It can't possible iff WinRAR is set to compress at its max. for it has the ability to compress particular files a lot and other very less.


----------



## ico (Nov 1, 2008)

beta testing said:


> And you can get better compression with documents.


Only with older Office 2003 format. Compression is almost minimal with ODF & OOXML as they are already compressed using ZIP.

Technically speaking, ODF & OOXML files are a group of XML files compressed with ZIP.


----------



## ashishstillthere (Nov 1, 2008)

any one know other way to get max compression????


----------



## cluby (Nov 1, 2008)

Even Windows *ntfs Compression* Can Achieve Very High Compression But Compression Depends Upon The Structure Of The Data Written In The File.

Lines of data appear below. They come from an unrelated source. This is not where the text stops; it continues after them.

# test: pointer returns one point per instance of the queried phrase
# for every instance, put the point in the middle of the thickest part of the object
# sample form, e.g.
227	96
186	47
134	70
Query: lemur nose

If U Have *pop Ww* Original Dvd Then There U Will Find An Single File Of Over *2.xx Gb* Size.now Copy That File To Any Drive Which Is Formatted As Ntfs & Drive Compression Is Enabled On That Drive.

Now Right Click The File & Go To Properties. U Will B Amazed To See The Compressed Size.it's *just Some Kb* I Don't Remember It Now.

The Max Compression Over That File Is Achieved By 7z Format In *7zip*, The Best Software For What It Is Meant To Do.


----------



## Faun (Nov 1, 2008)

7zip is better


----------



## ashishstillthere (Nov 1, 2008)

can you plz tell me the setting to get that compression in 7 zip.......


----------



## dheeraj_kumar (Nov 2, 2008)

Read the command line arguments. I remember seeing a certain chain of arguments that give the max compression some time back. 

*www.google.com/search?num=100&hl=en&client=opera&rls=en&hs=V83&q=7zip+command+line+bcj2&btnG=Search

has many argument chains.


----------